Torresani sfida un brutto ricordo
PAVIA. E' l'unica macchia della sua carriera. Teramo-Pavia sarà un match speciale per Marco Torresani, il tecnico che da otto anni guida gli azzurri, perché nella stagione 1990-'91 fu esonerato dal club abruzzese, allora in C2. «Ero la mia prima avventura da allenatore nei professionisti - ricorda Torresani - . La società non mi tutelò, ma non ho rivincite da prendermi, perché so di aver commesso errori di valutazione. Quell'esperienza però mi ha insegnato molto».
Appena sei mesi. Fa un certo effetto pensare che il rapporto tra Marco Torresani e una società possa essere durato cosi poco. Era l'estate 1990 quando il trainer cremonese si sedette sulla panchina del Teramo. «Torno per la prima volta da avversario - spiega Torresani - Di certo proverò un'emozione particolare, anche perché è l'unico club ad avermi esonerato. Anche a Montichiari in D ero stato mandato via, ma i dirigenti mi hanno richiamato dopo tre mesi e quindi non lo considero un grande smacco. A Teramo invece mi hanno cacciato a gennaio, dopo cinque sconfitte consecutive». Non furono solo i ko ad essergli fatali, contribuirono molto le aspettative. «Quell'anno eravamo partiti per salvarci, ma a metà dell'andata eravamo a centro classifica. A quel punto cercammo di fare il salto di qualità, senza renderci conto che la squadra stava già dando il massimo. I giocatori hanno accusato il peso delle eccessive aspettative ed il primo a pagare sono stato io. Dopo di me si sono avvicendati altri tre allenatori ma la stagione ormai era compromessa e a fine anno arrivò la retrocessione».

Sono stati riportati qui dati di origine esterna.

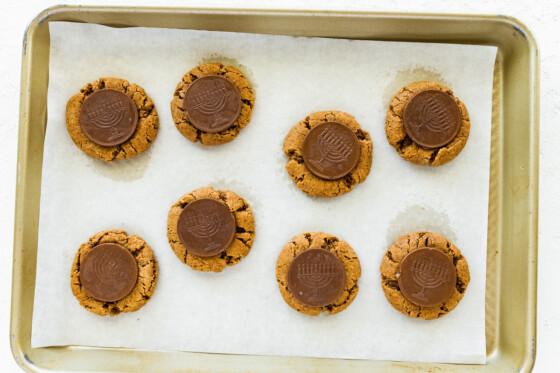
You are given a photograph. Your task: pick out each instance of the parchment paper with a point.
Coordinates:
(240, 310)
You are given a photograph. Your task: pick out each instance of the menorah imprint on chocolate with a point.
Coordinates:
(428, 275)
(437, 117)
(211, 101)
(316, 274)
(108, 115)
(205, 227)
(332, 147)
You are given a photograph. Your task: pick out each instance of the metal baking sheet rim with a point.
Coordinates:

Torresani parla dell'esperienza di Teramo con amarezza ma senza rancore. «Essere esonerati non fa piacere, ma in quel caso ho avuto delle responsabilità e quindi comprendo la scelta della società. Ero reduce dalla vittoria del campionato a Fiorenzuola, in D, e per me esisteva solo la lotta per il vertice. Feci errori di valutazione che poi mi sono costati la panchina perché quando chiedi uno sforzo che non sono in grado di sostenere, li fai sballare».
Lo stesso rischio poteva correrlo lo scorso anno a Pavia. «In teoria si, però qui c'era una situazione diversa. Sapevamo che il nostro obiettivo era la salvezza e tutto ciò che veniva in più era ben accetto. Non abbiamo mai considerato la B un traguardo da centrare ad ogni costo. Tant'è vero che a fine anno, pur svanendo la promozione, la soddisfazione ha prevalso sulla delusione per aver fallito in extremis il salto di categoria». A Pavia peraltro Torresani è stato riconfermato anche dopo aver fallito un obiettivo, rimanendo sulla panchina azzurra dopo la retrocessione di due stagioni fa. «Uno dei grandi pregi di questa società è quello di tutelare l'allenatore, cosa che a Teramo non fecero - continua Torresani - Però mi viene da pensare che la regola è cacciare il tecnico quando le cose vanno male, è questa piazza che rappresenta l'eccezione». Torresani non cercare vendette. «Ci terrei a vincere su un campo molto caldo, ma senza spirito di rivalsa».